RYA Day Skipper, still in the BVIs

February 28, 2021

Reading time: 17 minutes

We end up abandoning plans to practice tacking and gybing, and have to motor for the full crossing. There isn’t even enough wind to motor-sail.

We are practically becalmed, the sea inky and still.

In October 2015, immediately after doing our RYA Competent Crew practical in the BVIs, we took our Day Skipper practical. We’d already done the theory aspect at home via correspondence with Kipper Sailing.

The foreground is a cocktail, and in the background is the sea and rocky coast with sun peaking from behind the clouds
Rum punch at West End

We told the story of comp-crew in our last blog. In this post, we pick up as we head back to the marina after two nights resting on land and exploring Tortola.

Back to The Moorings

We wake up in our rainforest Airbnb to heavy rain and cool air. Annoyingly none of the clothes we left hanging outside have dried properly – it’s just too humid. We’re resigned to drying them once we get back to the marina. As we finish packing, we eat little salami and cream cheese rolls for breakfast.

After saying goodbye to our host we set off shortly after 10am, driving off to the north and east, and mostly following the main road. We stop a couple of times to take photos, and make it to Hodges Creek Marina before 11:30.

Yacht shopping

Colin deciding if a Gemini could be the one.

We meet with Marianne at The Catamaran Company and chat for a while about crewing opportunities and visa requirements. Our main reason for the visit is to look at a Gemini catamaran, which is an option that falls in our budget for buying. The comfortable size of the Gemini, something I’d worried about, leaves me pleasantly surprised. This option has a spacious master cabin and head, an aft cabin, and a combined cabin and head, which is odd but makes sense as extra storage. I’m not sure sailing in this configuration with more than two other people would be that great though.

Maybe a Lagoon 500 is a little excessive for Ailsa…

Just for the fun of it, before leaving, we look at a Lagoon 500, which has 4 cabins that are practically suites and a kitchen so big it has an island. We’ve seen smaller flats. The idea of crewing a yacht like this is pretty sweet until the captain’s cabin, accessed through a hatch in one of the hulls, is pointed out to us.

Marina life

We continue driving around the main road back to the Moorings Marina, where we have mahi-mahi sandwiches before heading to the shop for shirts and the chandlery for a local chart. We spend a couple of hours relaxing by the pool before we get the okay to go back on board Nipolos 3, the training yacht we spent the last week on. Amusingly, we end up hanging our damp laundry from the loungers around us – we must look like utter riffraff.

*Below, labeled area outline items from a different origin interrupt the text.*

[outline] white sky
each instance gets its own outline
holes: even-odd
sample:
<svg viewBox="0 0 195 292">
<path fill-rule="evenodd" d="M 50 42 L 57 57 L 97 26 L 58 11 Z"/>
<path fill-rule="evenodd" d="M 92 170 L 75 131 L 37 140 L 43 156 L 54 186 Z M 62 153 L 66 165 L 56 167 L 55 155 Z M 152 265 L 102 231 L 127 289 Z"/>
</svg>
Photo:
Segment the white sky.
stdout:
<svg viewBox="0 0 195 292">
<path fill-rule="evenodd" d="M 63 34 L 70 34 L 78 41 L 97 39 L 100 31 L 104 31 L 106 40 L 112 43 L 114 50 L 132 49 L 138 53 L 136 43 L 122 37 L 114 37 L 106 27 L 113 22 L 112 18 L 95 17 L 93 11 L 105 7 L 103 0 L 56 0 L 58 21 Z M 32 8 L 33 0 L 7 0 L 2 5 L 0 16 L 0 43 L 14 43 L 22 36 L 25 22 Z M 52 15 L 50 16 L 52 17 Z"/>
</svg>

Colin drives a dingy across a marina at dusk
Heading for drinks at Village Cay

Back on board, we meet Matt, the sailing school manager, as we unload our bags. I unpack, and we hand back the car keys and stow one bag on land. We catch up briefly with our instructor, Skipper Mick, before he heads over to Village Cay. After a shower, we take the dinghy across the harbour to join him, which already feels like a natural thing to do.

Village Cay is having its season-opening night, and it’s jumping. We meet a number of Mick’s ex-pat friends and drink the local summer ale from St John. We have dinner and head back over in time to have a beer on deck before our new crew join us. 23-year-old data analyst Jools is doing Comp Crew, and Greg, an airline pilot who flies private jets, is doing Day Skipper. We chat a while before bed at around midnight.

Day 1

Woke up earlier than I’d like given the late night. After getting set for the day and loading some provisions we head to the Family Food and Bakery for breakfast. Emboldened by last week’s visit, we try the Tyler Special, an egg and bacon butty with salsa, which is fantastic.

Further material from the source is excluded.